I’m an early stage investor. Very early. Think “seed stage.” My favorite investments are in tiny teams of founders that I can get in a closet (e.g. one to four – a normal sized closet, not Amy’s.)
One of the seeds I planted in 2004 was NewsGator. I met Greg Reinacker in the spring of 2004 via an introduction from one of the members of the Return Path leadership team who said “hey Brad – there’s this RSS thing – it looks a little like email – you should check it out. Oh by the way, there is this guy named Greg you should meet.”
I sent Greg an email and we set up a meeting. I spent some time poking around on the web before the meeting. I figured out that RSS was a protocol, a bunch of smart software guys had gotten into a huge war over it and a protocol called Atom, and it had something to do with the blog things that were popping up all over the place. Other than that I didn’t really get it.
In that first meeting, I spent two hours in a conference room with Greg. The first thing I learned was that Greg was one of those rare software developers that is 100x better than virtually everyone else. When you find a guy like Greg, you lock him in your basement, make him break up with his girlfriend, and don’t let him out until you have a deal.

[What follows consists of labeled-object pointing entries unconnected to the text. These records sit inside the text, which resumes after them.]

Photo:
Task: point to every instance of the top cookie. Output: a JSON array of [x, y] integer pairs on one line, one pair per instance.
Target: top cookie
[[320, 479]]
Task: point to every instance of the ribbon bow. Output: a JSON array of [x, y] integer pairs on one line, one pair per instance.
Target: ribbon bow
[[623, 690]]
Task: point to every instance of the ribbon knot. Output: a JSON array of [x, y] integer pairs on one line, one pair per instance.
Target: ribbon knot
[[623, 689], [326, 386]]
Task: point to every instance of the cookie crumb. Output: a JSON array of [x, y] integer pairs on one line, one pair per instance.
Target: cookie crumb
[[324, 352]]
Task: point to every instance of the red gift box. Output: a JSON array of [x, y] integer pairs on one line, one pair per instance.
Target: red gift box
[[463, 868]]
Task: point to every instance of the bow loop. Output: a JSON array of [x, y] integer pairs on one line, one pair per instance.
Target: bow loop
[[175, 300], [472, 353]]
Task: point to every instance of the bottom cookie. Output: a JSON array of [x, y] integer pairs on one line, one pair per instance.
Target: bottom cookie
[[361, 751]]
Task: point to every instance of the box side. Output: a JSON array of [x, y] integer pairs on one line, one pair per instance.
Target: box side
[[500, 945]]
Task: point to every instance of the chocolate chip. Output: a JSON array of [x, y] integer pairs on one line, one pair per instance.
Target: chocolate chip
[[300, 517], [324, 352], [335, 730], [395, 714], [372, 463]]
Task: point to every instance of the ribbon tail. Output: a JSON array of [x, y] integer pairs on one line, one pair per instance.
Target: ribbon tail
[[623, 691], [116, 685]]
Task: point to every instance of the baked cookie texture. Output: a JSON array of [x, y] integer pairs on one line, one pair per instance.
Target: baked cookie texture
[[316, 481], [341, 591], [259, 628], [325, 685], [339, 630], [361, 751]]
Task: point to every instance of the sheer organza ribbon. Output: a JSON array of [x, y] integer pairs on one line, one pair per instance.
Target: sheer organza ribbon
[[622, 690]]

The second thing I learned was that RSS was a transformational protocol that has extremely broad implications.
I often say that my analogy for RSS was SMTP. SMTP is the protocol that begat email. Email has been very, very, very good to me (and continues to be – witness the success of Postini and Return Path.) SMTP:RSS as RSS:“something”. I didn’t really know what the “something” was, but I knew it was something (brilliant, I know.)
We did the seed financing for NewsGator in May of 2004 and its growth has exceeded all of my expectations. Yesterday, along with announcing a new version of the NewsGator Enterprise Server, they announced that they now have over 100 customers and 400,000 seats of its enterprise software licensed. NewsGator now has well over a million people using some version of their software every day. And yes – it’s a real business – generating real revenue.
I’ve continued to plant plenty of seeds. My garden of stuff around RSS and a theme I call the “Implicit Web” is growing nicely. I continue to tend to it, remove weeds when necessarily, and fertilize regularly (I’ll let you figure out how I do that.)
Greg, JB, and the entire team at NewsGator – thanks for helping create a tree! Now – let’s work on the forest. And Greg – sorry about that girlfriend thing.